Optimize the elasticsearch analysis settings for wikibase
Closed, ResolvedPublic8 Estimated Story Points
Actions

Assigned To

Authored By

	dcausse
	Apr 6 2023, 9:37 AM

Description

The analysis settings for wikibase may create a set of analyzers/token_filter/char_filters prefixed per language.

Currently it generates 1200+ analyzers and and most of them are identical.
Only analysis components like token and char filters are deduplicated.
Deduplicating analyzers is not entirely trivial as they are referenced from the mapping config builders and all of them are expected to be there.
It might perhaps make sense to quickly evaluate the perf gain of doing such optimization (possibly measuring index creation and node startup).

AC:

the number of analyzers created on wikibase indices is largely reduced

Details

	Subject	Repo	Branch	Lines +/-
	cirrus: Enable analysis chain deduplication for wikibase	operations/mediawiki-config	master	+3 -0
	Add a config flag to enable analysis chain deduplication	mediawiki/extensions/CirrusSearch	master	+57 -3

Customize query in gerrit

Event Timeline

dcausse created this task.Apr 6 2023, 9:37 AM

Restricted Application added a project: Discovery-Search. · View Herald TranscriptApr 6 2023, 9:37 AM

Restricted Application added a subscriber: Aklapper. · View Herald Transcript

We should measure the gain. We already have a component that can deduplicate (AnalysisFilter) but we should test if this has any useful effect. Based on the change in index creation time we can decided if it should move forward.

We're waiting on @Lydia_Pintscher to a better idea of the priority of this.

Is there anywhere where I can briefly read up on what analyzers, token filters and char filters are in this context? Then I can probably help.

In T334194#8827123, @Lydia_Pintscher wrote:

Is there anywhere where I can briefly read up on what analyzers, token filters and char filters are in this context? Then I can probably help.

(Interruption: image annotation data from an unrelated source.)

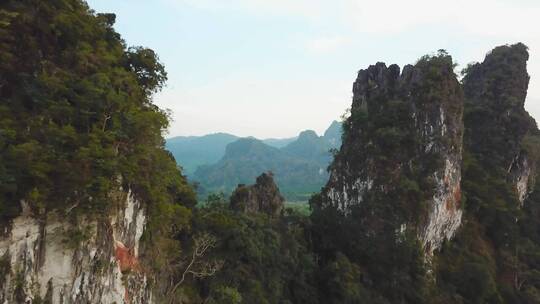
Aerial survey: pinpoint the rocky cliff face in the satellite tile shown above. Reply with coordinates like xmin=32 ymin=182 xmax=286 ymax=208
xmin=323 ymin=53 xmax=463 ymax=252
xmin=0 ymin=192 xmax=152 ymax=304
xmin=463 ymin=43 xmax=536 ymax=204
xmin=231 ymin=172 xmax=284 ymax=216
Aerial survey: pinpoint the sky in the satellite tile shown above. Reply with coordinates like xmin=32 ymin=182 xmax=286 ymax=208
xmin=88 ymin=0 xmax=540 ymax=138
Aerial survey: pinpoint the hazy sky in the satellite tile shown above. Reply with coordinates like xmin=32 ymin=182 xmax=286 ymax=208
xmin=88 ymin=0 xmax=540 ymax=138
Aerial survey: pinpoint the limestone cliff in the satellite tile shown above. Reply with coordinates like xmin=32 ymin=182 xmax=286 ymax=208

For detail, Trey has a series of blog posts on the subject. The short answer is they are language specific text processing components that improve the matching between user queries and content.

For how that specifically relates here though, each elasticsearch index has some amount of configuration that defines it. On a typical wiki like say eswiktionary this configuration is ~8kb. For a wikidata index, which contains the text processing configuration of all possible languages, this configuration is 450kb and probably outside the normal operating expectations of elasticsearch. For the WMF cluster where we have 3 of these indices it's a bit of a pain but it's manageable.

We talked recently with someone at our office hours who was running hundreds of wikibase instances into a single elasticsearch cluster. In general not an unreasonable ask, we put a couple hundred wikis per cluster for wmf deployments. Unfortunately, their elasticsearch cluster became unresponsive, failed master elections, and generally became unusable. We think after some light review of stack traces and logs this is due to it taking 10's of minutes for the master to load the cluster state, which includes the configuration of those hundreds of wikibase indices. I forget the exact size of their cluster state, but i think it was two orders of magnitude larger than the cluster state we see on WMF clusters. One theory to investigate in this ticket is if we could improve the time it takes to load the wikibase search index configuration by clearing out duplications between languages, and by proxy reduce the size of elasticsearch cluster state created by each wikibase instance.

Thank you!
I assume the cluster we are talking about is Wikibase.cloud? If that's the case then this is fairly important for WMDE's LOD work as this is a serious issue for giving more people access to Wikibase.cloud and by extension alleviating pain from Wikidata and Wikidata Query Service by moving data there longer-term.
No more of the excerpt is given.